On May 22, Walter entered the Columbia studios at Petty France to make the first in a series of discs for a label with which, on one side of the Atlantic or the other, he would be associated for much of the rest of his life.  A Siegfried Idyll was recorded that day, followed by the first three sides of Strauss’ Death and Transfiguration the following day; however, neither was approved for release.” Despite my own general aversion to acoustic recordings, the wealth of musical materials under Walter’s direction invites a connoisseur’s appraisal. Walter’s repertory at Covent Garden has good representation here, opening with his 7 December 1924 Der Freischuetz Overture of Weber, rife with the Romantic, Gothic urgency that drives the entire opera. The strings do suffer a pinched quality, but the horns and respond well to Walter’s flexible, expansive tempos. The slides in rhythm conform to the portamentos typical of the style of many of the conductors of the period, barring Weingartner and Toscanini. The Mendelssohn Nocturne – music, like the Berlioz and Wagner Liebestod (11 February 1925) Walter did not later record under improved conditions – reveals less security in the playing, especially the horns. The Berlioz, light and relatively crisp, moves a mite glibly, perhaps to suit the 78 rpm time limits.

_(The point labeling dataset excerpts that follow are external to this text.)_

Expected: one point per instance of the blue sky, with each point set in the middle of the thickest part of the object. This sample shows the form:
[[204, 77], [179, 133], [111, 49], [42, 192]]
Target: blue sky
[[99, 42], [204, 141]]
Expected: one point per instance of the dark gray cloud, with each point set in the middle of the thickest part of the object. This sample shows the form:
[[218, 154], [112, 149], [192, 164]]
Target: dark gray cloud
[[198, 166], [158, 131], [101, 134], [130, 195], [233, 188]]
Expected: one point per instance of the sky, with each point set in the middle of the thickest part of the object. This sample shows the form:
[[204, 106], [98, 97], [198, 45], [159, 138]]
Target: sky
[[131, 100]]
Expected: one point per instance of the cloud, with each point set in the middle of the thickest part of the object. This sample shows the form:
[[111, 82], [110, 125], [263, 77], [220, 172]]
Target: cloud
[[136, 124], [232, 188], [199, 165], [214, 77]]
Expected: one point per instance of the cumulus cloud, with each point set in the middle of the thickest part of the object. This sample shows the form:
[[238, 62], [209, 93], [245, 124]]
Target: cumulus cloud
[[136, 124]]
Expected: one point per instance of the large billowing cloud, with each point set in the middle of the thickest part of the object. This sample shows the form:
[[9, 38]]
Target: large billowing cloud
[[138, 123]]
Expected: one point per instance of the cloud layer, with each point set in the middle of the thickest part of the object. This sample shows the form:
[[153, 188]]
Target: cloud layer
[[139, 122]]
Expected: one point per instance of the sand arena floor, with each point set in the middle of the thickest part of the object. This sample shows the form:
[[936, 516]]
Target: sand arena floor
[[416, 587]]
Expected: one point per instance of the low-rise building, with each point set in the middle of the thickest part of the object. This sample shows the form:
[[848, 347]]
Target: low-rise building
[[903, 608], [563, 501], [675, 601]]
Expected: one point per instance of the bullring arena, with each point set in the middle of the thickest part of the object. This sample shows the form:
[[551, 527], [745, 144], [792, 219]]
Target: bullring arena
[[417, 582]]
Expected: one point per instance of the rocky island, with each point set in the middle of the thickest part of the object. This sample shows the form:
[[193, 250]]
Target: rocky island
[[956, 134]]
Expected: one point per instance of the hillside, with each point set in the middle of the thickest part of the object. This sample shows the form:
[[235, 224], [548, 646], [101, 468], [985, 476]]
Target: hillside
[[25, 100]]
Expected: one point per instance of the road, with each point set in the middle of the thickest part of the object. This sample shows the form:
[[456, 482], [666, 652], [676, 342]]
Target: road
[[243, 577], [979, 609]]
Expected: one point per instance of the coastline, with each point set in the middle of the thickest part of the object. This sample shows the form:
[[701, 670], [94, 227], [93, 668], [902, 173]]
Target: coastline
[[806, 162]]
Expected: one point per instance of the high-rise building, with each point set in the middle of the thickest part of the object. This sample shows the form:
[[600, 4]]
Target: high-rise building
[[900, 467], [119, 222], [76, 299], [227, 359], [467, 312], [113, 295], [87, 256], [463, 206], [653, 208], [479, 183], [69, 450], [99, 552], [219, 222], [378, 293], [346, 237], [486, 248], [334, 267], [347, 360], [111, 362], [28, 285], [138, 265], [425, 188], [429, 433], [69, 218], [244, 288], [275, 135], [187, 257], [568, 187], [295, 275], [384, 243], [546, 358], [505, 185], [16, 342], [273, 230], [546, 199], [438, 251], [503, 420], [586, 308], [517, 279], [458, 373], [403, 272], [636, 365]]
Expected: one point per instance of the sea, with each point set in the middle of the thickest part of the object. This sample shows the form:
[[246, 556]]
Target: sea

The hollow sound of the winds and pinched strings do not evoke my sense of the erotic in the Liebestod, but Walter’s focused intensity on the tremolos with added harp do generate a sense of tragic occasion. Walter urges the Prelude to Act III of Die Meistersinger (11 February 1925) along briskly, so the phrasing occasionally sounds perfunctory. The Siegfried’s Rhine Journey (7 September 1924) appeared only in Britain, and it enjoys good energy despite the obvious cut in the unfolding of the Zu neuen taten teurer held aria-motif. The wind ensemble rustles and whistles in strong syncopations, bursting forth with the Rhinemaidens’ cascades of sound played affectionately. Rather a pleasant surprise, the Siegfried Idyll (3, 5 December 1924), with its reduced means, upholds the intimacy and studied devotion the music warrants. I still admire the later version Walter made of the Strauss Death and Transfiguration with the New York Philharmonic (ML 4650), so I eagerly sought to hear what he accomplished on 5 December 1924. The individual winds (flute, oboe) and harp timbres sound resonant, as does the violin solo in concert with the tympani. The sudden paroxysms and engagements with mortality, though muddy in the bass lines and thin at the top, convey a real sense of terror, and the constructed sound abets the panic. Walter’s performance achieves as much pageantry as it does a valedictory sense of loss and spiritual acceptance.

Obert-Thorn drew upon American and English Columbia pressings “which featured the most (relatively) quiet surfaces available,” and he deserves credit for making these interpretations by a master of idiom sound as athletically as they do.